WHERE TO SEND THE SIGNATURES
If you would like your signature added to the following letter to Nike, please send the following information (NOT this entire alert!) to Campaign for Labor Rights by mail (1247 "E" Street SE, Washington, DC 20003), email <CLR@igc.org> or fax (541) 431-0523 by December 20, 1999:
I am signing on to the Nike letter.
SIGN-ON LETTER TO NIKE
Philip H. Knight
Dear Mr. Knight
I am writing to seek the reinstatement of a union organizer who was unjustly fired from PT Lintas, a Nike shoe factory in Indonesia. Haryanto [complete name] belongs to PERBUPAS, a union organizing Nike workers. From September 28 through October 19, 1999, U.S. audiences in more than 20 cities heard his remarkable testimony, included as an attachment to this letter.
In 1996 Haryanto lost two fingers because of a defective machine which already had maimed 5 other workers and later would injure still two more before being repaired. In compensation, he received $150 - the price of one high-end pair of Nike shoes. Seeking justice, Haryanto turned to the government-controlled union in the shoe factory where he was employed. He soon discovered that the purpose of that "union" was to put down worker unrest.
Haryanto founded a real union in his factory. PERBUPAS is independent of government control. One of Haryanto's responsibilities was to distribute Nike's code of conduct to other workers. [During the time that Haryanto worked there, the Lintas factory went from being an Adidas contractor to producing for Nike.]

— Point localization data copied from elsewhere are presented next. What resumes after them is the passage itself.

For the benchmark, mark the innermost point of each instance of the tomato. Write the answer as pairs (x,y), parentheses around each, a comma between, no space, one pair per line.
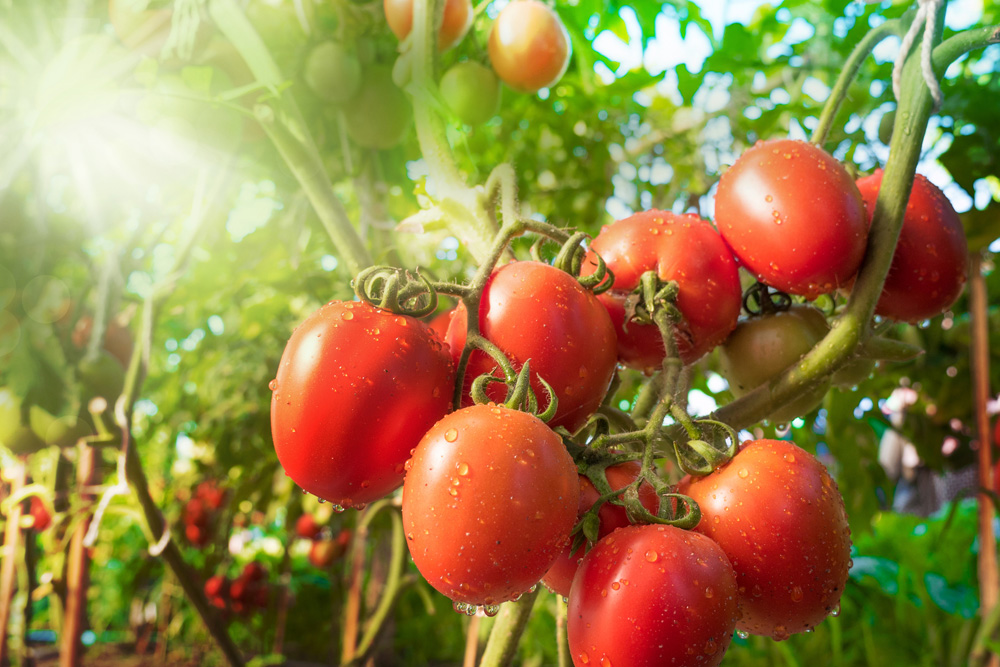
(333,72)
(777,513)
(306,527)
(763,346)
(471,91)
(529,46)
(41,519)
(535,311)
(356,389)
(930,265)
(457,20)
(793,216)
(323,553)
(683,248)
(379,115)
(560,575)
(488,503)
(652,595)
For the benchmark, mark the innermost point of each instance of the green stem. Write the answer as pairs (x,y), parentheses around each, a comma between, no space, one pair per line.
(465,207)
(308,169)
(847,75)
(853,326)
(289,132)
(507,630)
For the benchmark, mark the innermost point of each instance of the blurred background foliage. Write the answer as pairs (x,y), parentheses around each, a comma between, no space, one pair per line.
(122,146)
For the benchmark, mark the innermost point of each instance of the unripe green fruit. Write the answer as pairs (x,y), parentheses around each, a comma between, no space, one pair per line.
(471,91)
(333,72)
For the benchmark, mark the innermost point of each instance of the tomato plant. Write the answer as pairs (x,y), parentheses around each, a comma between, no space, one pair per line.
(652,595)
(533,311)
(929,266)
(455,23)
(489,501)
(379,115)
(356,389)
(611,516)
(763,346)
(793,216)
(333,72)
(471,91)
(681,248)
(776,512)
(529,46)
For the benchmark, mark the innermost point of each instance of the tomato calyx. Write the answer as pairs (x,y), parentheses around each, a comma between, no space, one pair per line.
(760,299)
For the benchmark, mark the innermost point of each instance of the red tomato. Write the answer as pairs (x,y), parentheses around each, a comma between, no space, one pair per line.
(793,216)
(488,503)
(777,513)
(560,575)
(535,311)
(306,527)
(683,248)
(356,389)
(647,596)
(40,514)
(529,46)
(929,267)
(456,21)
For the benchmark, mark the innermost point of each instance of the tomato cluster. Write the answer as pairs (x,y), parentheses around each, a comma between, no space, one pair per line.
(493,415)
(248,592)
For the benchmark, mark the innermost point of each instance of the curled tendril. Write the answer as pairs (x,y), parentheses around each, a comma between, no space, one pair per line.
(759,299)
(396,290)
(699,458)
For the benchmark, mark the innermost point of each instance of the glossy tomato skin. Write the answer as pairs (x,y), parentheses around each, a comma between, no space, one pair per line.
(535,311)
(763,346)
(929,267)
(456,22)
(684,248)
(529,46)
(559,578)
(356,389)
(489,501)
(777,513)
(654,595)
(793,216)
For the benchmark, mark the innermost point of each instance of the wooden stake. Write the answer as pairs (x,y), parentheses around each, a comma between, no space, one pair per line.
(989,581)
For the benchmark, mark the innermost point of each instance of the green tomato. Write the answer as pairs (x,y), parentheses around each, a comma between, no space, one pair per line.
(380,115)
(333,72)
(471,91)
(761,347)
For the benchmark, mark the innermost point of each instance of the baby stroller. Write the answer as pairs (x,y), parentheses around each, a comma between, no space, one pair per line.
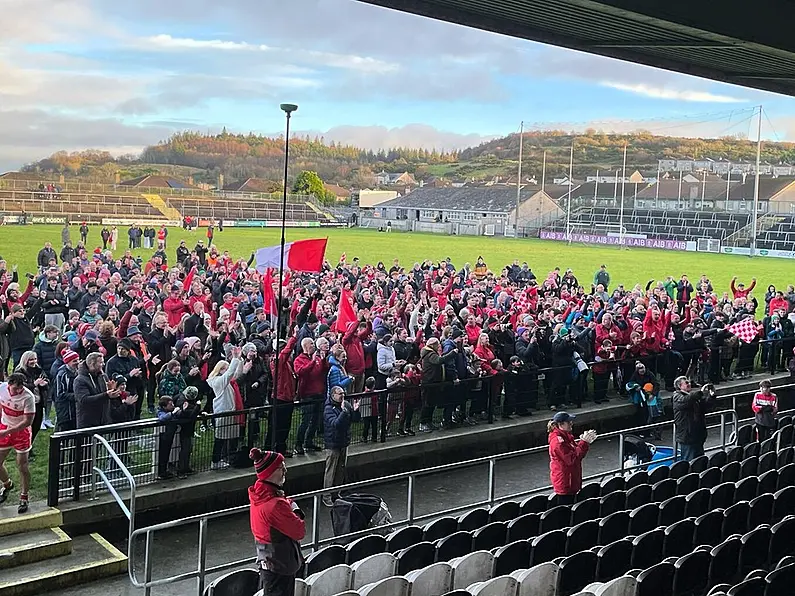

In 1998 Haryanto lost his job because of his union activities. Officially, the reason for terminating him was that his injury had made him less productive. However, the real reason became clear when Haryanto was offered a position in another factory if he would leave the union. The Nike representative in Indonesia refused to intervene with the factory on Haryanto's behalf.
Nike is a founding member of the Fair Labor Association, whose code requires participating companies to respect the right of freedom of association (the right to join a union) and also commits them to be responsible for the labor practices of their contractors. In spite of this commitment, Nike has never lifted a finger to pressure its contractors to reinstate Haryanto or any other unionist fired for organizing.
Throughout his speaking tour, Haryanto asked people in the United States to contact the Nike company and seek reinstatement for himself and other PERBUPAS members fired for their union activities.
Recently, Nike disclosed the names and addresses of 41 factories in 11 countries where it produces apparel for five of the universities with which it has licensing agreements to make apparel with those schools' logos. This was an important and positive step forward for Nike.
Now that your company has begun the process of informing the public about the location of its factories, human rights organizations will make contact with unions in those countries, to determine whether they are organizing in the Nike factories and whether your contractors are respecting workers' right to freedom of association.
Mr. Knight, you have often wondered aloud what it would take to satisfy your critics around the world. The one policy - more than any other - which would demonstrate a sincere desire to behave justly toward your workers is to respect their right to participate in real unions free of government or company control. The best way for Nike to settle its labor problems is to have its contractors deal with the workers themselves, through their unions. Rehiring fired organizers, recognizing independent unions as the legitimate representatives of the workers and bargaining a fair contract with those unions are the essential ingredients of such a policy.
Seeing to the reinstatement of Haryanto, without restrictions on his union membership, would be a good start. I hope to learn in the near future that you have done so.